Confirming the talks, Freshfields senior partner Anthony Salz says: “We have our own high-quality US securities group. But as a much larger firm in Europe when equity markets are very active, we have rather more work for that group than we can comfortably handle.”
Kiernan says: “I confirm that we’ve had preliminary discussions with Freshfields about European cooperation in capital markets work, as we have had discussions with other firms about cooperation in other areas.”
The Bruckhaus side of the practice is most in need of extra US capability, says a Freshfields source. It has developed one of the leading practices in Neuer Markt offerings, with initial public offerings (IPOs) such as Lycos Europe.
The principal competitor is Shearman & Sterling, which has handled a number of dual listings. However, it is rated lower on the debt securities side, according to German legal magazine JuVe Rechtsmarkt, behind Cleary and Oppenhoff & Rädler.
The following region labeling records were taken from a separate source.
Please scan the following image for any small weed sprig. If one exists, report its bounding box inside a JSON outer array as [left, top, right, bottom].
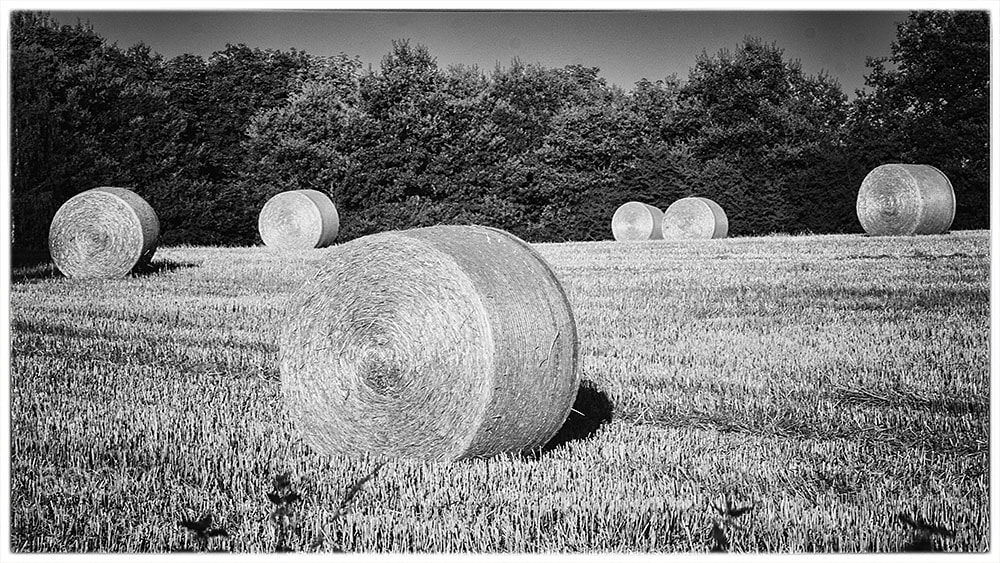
[[312, 461, 385, 553], [708, 496, 753, 552], [267, 473, 302, 552], [177, 514, 229, 551]]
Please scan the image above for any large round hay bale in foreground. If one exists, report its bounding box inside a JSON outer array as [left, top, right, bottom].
[[663, 197, 729, 239], [611, 201, 663, 240], [49, 187, 160, 278], [857, 164, 955, 236], [257, 190, 340, 250], [279, 226, 580, 460]]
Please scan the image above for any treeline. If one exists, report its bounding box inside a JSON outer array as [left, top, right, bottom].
[[11, 12, 990, 249]]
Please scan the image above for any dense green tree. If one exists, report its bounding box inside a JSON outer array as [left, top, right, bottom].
[[848, 11, 990, 229]]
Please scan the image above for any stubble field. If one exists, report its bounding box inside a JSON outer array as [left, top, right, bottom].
[[8, 231, 990, 552]]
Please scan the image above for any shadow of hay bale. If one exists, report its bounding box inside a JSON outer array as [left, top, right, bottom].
[[541, 380, 614, 453], [10, 251, 198, 284]]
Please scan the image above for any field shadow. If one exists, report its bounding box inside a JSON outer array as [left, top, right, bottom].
[[539, 380, 614, 454]]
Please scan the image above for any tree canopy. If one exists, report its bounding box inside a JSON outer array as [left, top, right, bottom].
[[10, 11, 990, 252]]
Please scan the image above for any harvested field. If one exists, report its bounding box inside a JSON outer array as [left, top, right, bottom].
[[7, 231, 996, 552]]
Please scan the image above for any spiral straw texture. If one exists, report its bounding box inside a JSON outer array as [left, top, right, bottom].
[[257, 190, 340, 250], [611, 201, 663, 240], [663, 197, 729, 239], [49, 187, 160, 278], [279, 226, 580, 460], [857, 164, 955, 236]]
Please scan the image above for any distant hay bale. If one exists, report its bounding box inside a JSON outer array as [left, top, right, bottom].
[[49, 187, 160, 278], [611, 201, 663, 240], [857, 164, 955, 236], [257, 190, 340, 250], [663, 197, 729, 239], [279, 226, 580, 460]]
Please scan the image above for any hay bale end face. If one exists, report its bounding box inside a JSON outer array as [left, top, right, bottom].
[[611, 201, 663, 240], [279, 226, 580, 460], [857, 164, 955, 236], [257, 190, 340, 250], [49, 187, 160, 278], [663, 197, 729, 239]]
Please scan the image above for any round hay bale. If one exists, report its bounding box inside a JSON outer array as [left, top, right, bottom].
[[49, 187, 160, 278], [257, 190, 340, 250], [857, 164, 955, 236], [611, 201, 663, 240], [663, 197, 729, 239], [279, 226, 580, 460]]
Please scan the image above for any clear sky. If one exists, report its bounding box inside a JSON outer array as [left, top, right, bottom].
[[52, 8, 908, 97]]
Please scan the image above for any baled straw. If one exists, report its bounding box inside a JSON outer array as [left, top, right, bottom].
[[49, 187, 160, 278], [663, 197, 729, 239], [279, 226, 580, 460], [611, 201, 663, 240], [857, 164, 955, 236], [257, 190, 340, 250]]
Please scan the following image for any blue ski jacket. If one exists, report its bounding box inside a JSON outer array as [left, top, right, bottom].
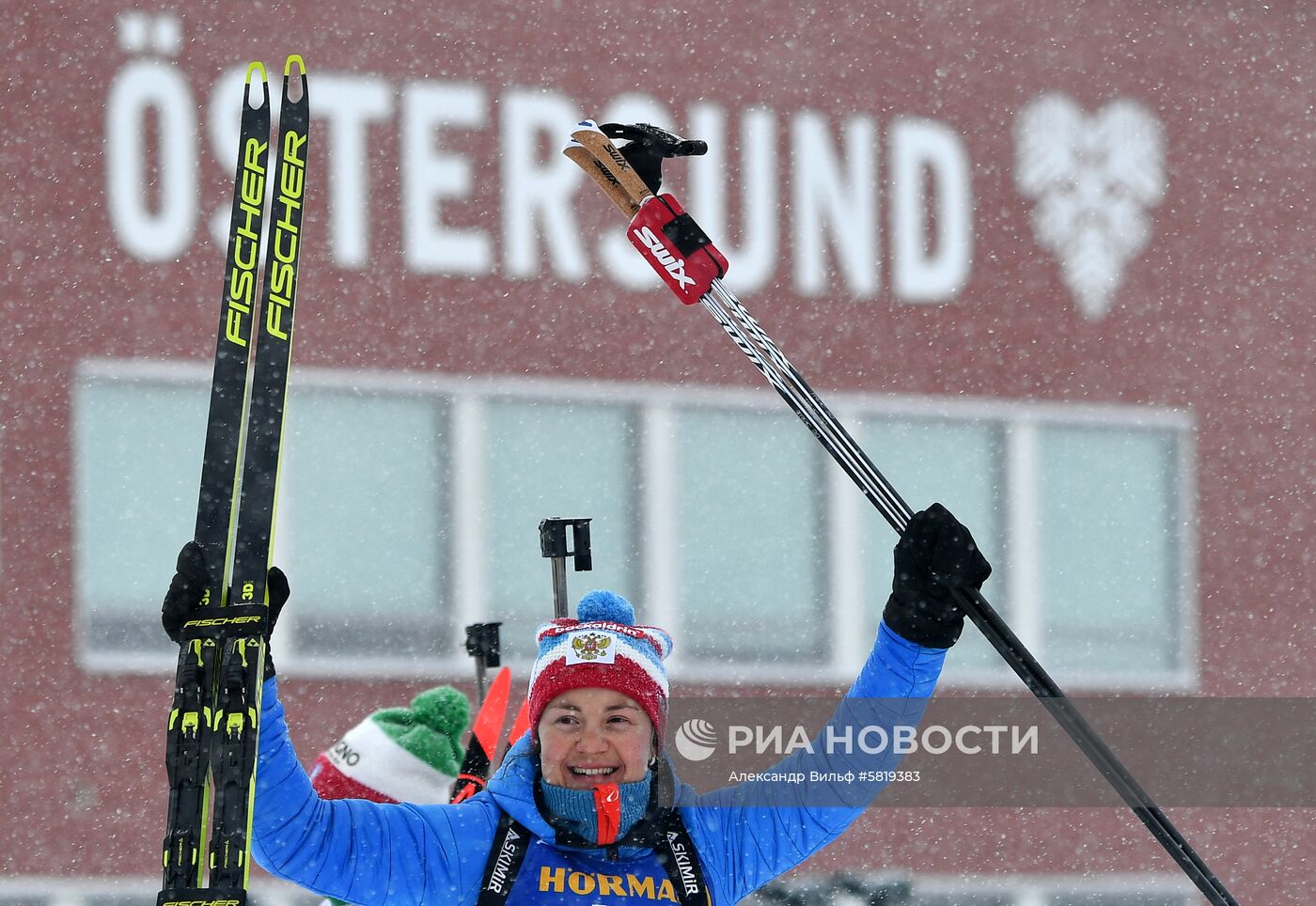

According to The Lawyer IPO 2000 survey, Freshfields acted on 10 UK flotations between January 1999 and June 2000, placing it fifth in the volume table (The Lawyer, 18 September) and third in value terms, after Linklaters & Alliance and Slaughter and May.
Debevoise’s recent securities work includes advising Goldman Sachs and Morgan Stanley on the $1.45bn (£1bn) IPO by United Pan-Europe Communications and Portuguese company PT Multimedia on its $450m (£306.6m) global offering. In debt, it has acted on a number of high-yield issues, such as Telia’s $200m (£136.3m) offering last year.
At the same time, Clifford Chance is launching an assault on the securities market by setting up a top-level equity capital markets taskforce to target US investment banks.
The four-partner taskforce comprises Clifford Chance Milan-based managing partner Nick Wrigley, New York-based partner Kevin Kelley, who is relocating to London, and corporate partners Adam Signy and Michael Cuthbert. Wrigley will remain based in Milan but will travel to London one day a week as part of the initiative.
The taskforce has been set up as a response to serious concern within Clifford Chance following its poor showing in The Lawyer IPO 2000 survey, which showed that it was lagging behind rivals Freshfields, Linklaters and Slaughter and May on UK IPOs.
In the period January 1999-June 2000, it was eighth in terms of volume and sixth in terms of value. “It’s not a defensive move, it’s aggressive,” says Signy. “There’s no doubt that it’s aimed at setting the record straight, but it’s also an aggressive attempt to increase market share, which is perhaps not as large as it should be in the UK.”
Global head of securities Bob King says: “We need to distinguish what ‘lagging behind’ means. If you’re looking at UK league tables, yes; but when we looked across our European practice we became a lot more excited. [In Europe] we might not be starting as far behind as everyone thinks.”
The move marks an extraordinary volte-face in the firm’s corporate strategy, which has so far focused on M&A.
In the first six months of this year, Clifford Chance’s equity capital markets business turned over £17m worldwide, with the bulk of that being sourced from Europe. Its debt securities practice turned over £15m in the same period, with the securitisation practice generating £22m.